Originally announced early in 2015 and funded by Kickstarter that summer, it’s no secret that We Happy Few has had a rocky development process. The game was listed on Steam’s Early Access the following year where players could get their hands on it for $29.99. Still in Early Access the price to play jumped up to a “discounted” $50.99 in August of 2017 after Compulsion Games announced that they would be adding reworking NPC AI and adding a campaign mode. At the time, Gearbox defended the spike in price, but after an extended period of time without any significant updates, they began offering refunds and pulled We Happy Few from steam in April of this year.
And now we’re here. After three years of PR turbulence, we’ve finally reached release day. But was it worth the original hype or will we all have to dope ourselves with Joy to forget this horrible experience?
The short answer is yes. But this game was made with a specific audience in mind and certainly does not cater to our inner action hero.
The story of We Happy Few takes us deep into a dark world seeping with mystery. An account of how the world fell into despair unfolds through three different acts, each featuring unique playable characters and intertwining tales. The game opens with a familiar scene featuring Arthur, the news paper censor who comes across an article that brings back a few unpleasant memories. He quickly reaches for his bottle of Joy, the magical happy pill that makes everything swell in Wellington Wells. If you choose to take the happy pill, the game’s credits roll and you continue to live a happy life. But if you toss it to the side, it’s not long before you’re discovered as a “Downer” and you must flee for your life.
Arthur’s knack for speed makes it easy for him to sprint away and escape danger. After the completion of Arthur’s story, players move onto Sally Boyle, who is more slower and therefore more stealth focused. Lastly, you play as Ollie Starkey, the big loud Scottish brute that I personally adore.
We Happy Few is a game that mixes stealth, crafting, and combat together in a manner that holds it back from ever feeling like an action game, and that is a very good thing. What makes this game effective is that you never stop feeling like a normal citizen. The characters you play as certainly aren’t hopeless, but they definitely aren’t heroes either. Whether you’re distracting guards by tossing small objects, outrunning the Bobbies, or crafting objects, your characters always feel like they are average people who have learned these skills out of nothing more than necessity.
Need a lockpick? Make it out of bobby pins. What about a weapon? Pick up a branch, a rock, and some duct tape to build a basic club. Each item you craft is made from every day items or plants found around the world. Nothing you create lasts forever either. Weapon degradation and limited uses force you to constantly be on the look out for spots to loot crafting materials. Keeping your inventory stocked with healing items is the only way to survive.

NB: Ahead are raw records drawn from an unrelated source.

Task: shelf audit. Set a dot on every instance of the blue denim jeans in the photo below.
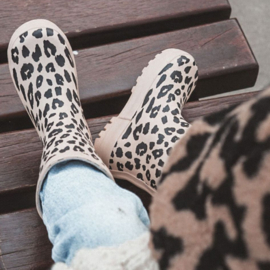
(83, 208)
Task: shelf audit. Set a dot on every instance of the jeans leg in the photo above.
(83, 208)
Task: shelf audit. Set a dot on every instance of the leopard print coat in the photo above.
(212, 207)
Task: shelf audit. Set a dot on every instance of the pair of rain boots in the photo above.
(135, 145)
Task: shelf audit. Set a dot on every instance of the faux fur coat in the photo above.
(212, 207)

As you complete quests and sidequests, you earn points that can be allocated to a skill tree making your character grow, but nothing so powerful that it’s game breaking. Each level of increased health adds an additional fifty percent to maximum health. Other upgrades grant players the ability to hear enemies from farther away, or make their stealth takedowns quieter than before. But each of these upgrades both cost a great deal of points and only add nominal bonuses, never making you feel like an action hero.

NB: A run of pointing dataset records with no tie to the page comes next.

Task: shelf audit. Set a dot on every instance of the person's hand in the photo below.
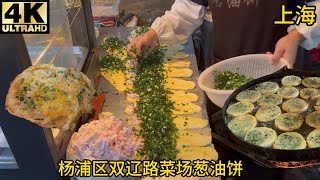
(144, 43)
(287, 47)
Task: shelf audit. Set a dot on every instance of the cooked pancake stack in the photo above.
(52, 97)
(282, 115)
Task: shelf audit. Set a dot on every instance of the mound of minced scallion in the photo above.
(227, 80)
(154, 109)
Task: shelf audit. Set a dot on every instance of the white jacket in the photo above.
(186, 16)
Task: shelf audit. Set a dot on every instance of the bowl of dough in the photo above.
(221, 79)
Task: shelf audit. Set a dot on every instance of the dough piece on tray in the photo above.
(194, 153)
(116, 78)
(182, 96)
(185, 108)
(177, 63)
(306, 93)
(317, 105)
(189, 138)
(179, 84)
(188, 122)
(178, 72)
(248, 96)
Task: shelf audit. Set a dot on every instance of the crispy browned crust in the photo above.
(64, 121)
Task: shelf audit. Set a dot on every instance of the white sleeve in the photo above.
(180, 22)
(311, 33)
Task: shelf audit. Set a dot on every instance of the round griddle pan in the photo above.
(270, 153)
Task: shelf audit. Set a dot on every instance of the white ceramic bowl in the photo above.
(252, 65)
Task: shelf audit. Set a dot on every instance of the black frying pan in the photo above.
(269, 153)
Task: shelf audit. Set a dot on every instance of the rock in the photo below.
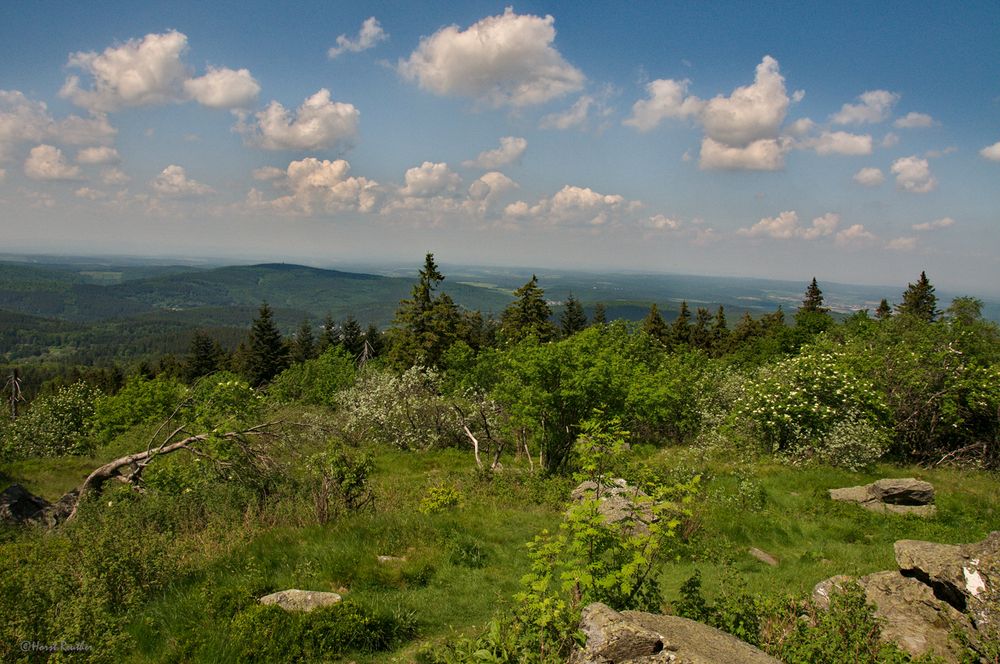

While We Happy Few has taken a very stylistic approach to their animation, there are times when it works for them and times that it doesn’t. I encountered a number of NPCs whose dialogue didn’t remotely match up with their animation. The charicaturesque character design at times pulled me right out of the otherwise engrossing world.
When it works, it really really works. The true success of We Happy Few is how effectively it tells stories of you travelling through the environment. Radio broadcasts, letters strewn about, and vandalized posters tell a deeper story of this dark imagining of a not-so-great Britain. It reminds me quite a bit of my first time through Bioshock‘s Rapture. We’ve uploaded a short gameplay video to give you an example of such designs:
Compulsion Games already detailed a number of their post launch plans, expanding on this twisted world. Players who enjoy We Happy Few can look forward to a free update that will build upon what’s there as well as a sandbox mode. But for anyone who purchases the deluxe edition or the Season Pass, there are three new stories to look forward to. Compulsion Games has provided a brief description for “We All Fall Down”, “Lightbearer”, and “Roger & James in: They Came From Below”:
We All Fall Down- Much like any well-worn happy mask, all societies develop cracks in their veneer. But that doesn’t mean you should go digging up dirt from the past. Right? *pops a Joy pill* Right!
Lightbearer- Heartthrob, artist, and personal trainwreck, Nick Lightbearer is Wellington Wells’ most celebrated rock star—but what truly makes him tick? Tune in to Uncle Jack’s late show to find out.
Roger & James in: They Came From Below!- Precocious Roger and Impetuous James set off in search of adventure and love, only to uncover bizarre technology and a terrifying new threat. All is not as it seems. Or is it exactly as it seems?
We Happy Few is an atmospheric first-person survival game that tells its tales well. But the overall gameplay feels a bit sluggish, almost as if it was running on a game engine from 2007. For anyone seeking an action game or a pure stealth game, We Happy Few is most likely not for you. This game was made for people who like to play in the sandbox and be told a good story while smacking a few goons around. It’s a bit rough around the edges at the moment, but nothing a patch can’t fix.
The stylistic animation does wonders for atmosphere, but technical stutters distract.
We Happy Few has a solid system of game mechanics built around the core gameplay, but it sometime feels like it’s running on an out of date engine.
SFX and music cues are perfectly timed and pull you deeper into this fallen kingdom.
There’s plenty of fun to be had for anyone seeking a new world to explore and steal from.
Final Verdict: 8.0
We Happy Few is available now on PC, PS4, and Xbox One.
A copy of We Happy Few was provided by the publisher.